I have been living in Abu Dhabi for 2 years with my wife and two kids who are 2 and 4 year olds. We are having to cut my housing contract short because we are going back to the UK. We are looking for someone to come in and take the remaining 5 months of the contract off us so that we can recoup some of the money.

It is a 4 bedroom villa with maid room, nice back garden patio area for kids and BBQ and a shared pool (rarely used by anyone) that has just been renovated. Our villa is in a compound of 6 villas and two of those villas are very good British friends of ours (very friendly). It is located in Mohamed Bin Zayed City, Zone 7. It is very quiet around there and 5 minutes from Mazyad and Dalma Malls and 25 minutes to the Corniche. We like it as its easy to get anywhere from there, but you miss out on the city traffic. 

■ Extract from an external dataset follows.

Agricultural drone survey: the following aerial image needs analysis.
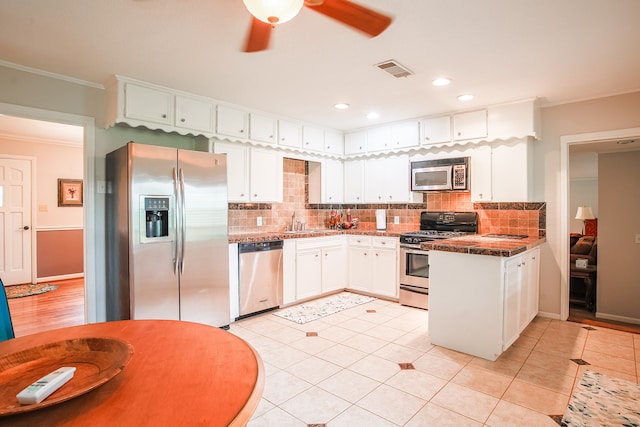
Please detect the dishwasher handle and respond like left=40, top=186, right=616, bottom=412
left=238, top=240, right=284, bottom=254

We are willing to leave this fully furnished, including white goods etc, all the kids toys, garden furniture and even the 2010 fully spec Pajero (at a fair cost obviously). So this could be a stress free move for an expat family moving to Abu Dhabi with kids.

I am looking to move out early/mid December and wondering if anyone would be interested.


----------



## Chutia (Sep 22, 2015)

Could you please let me know rent?


----------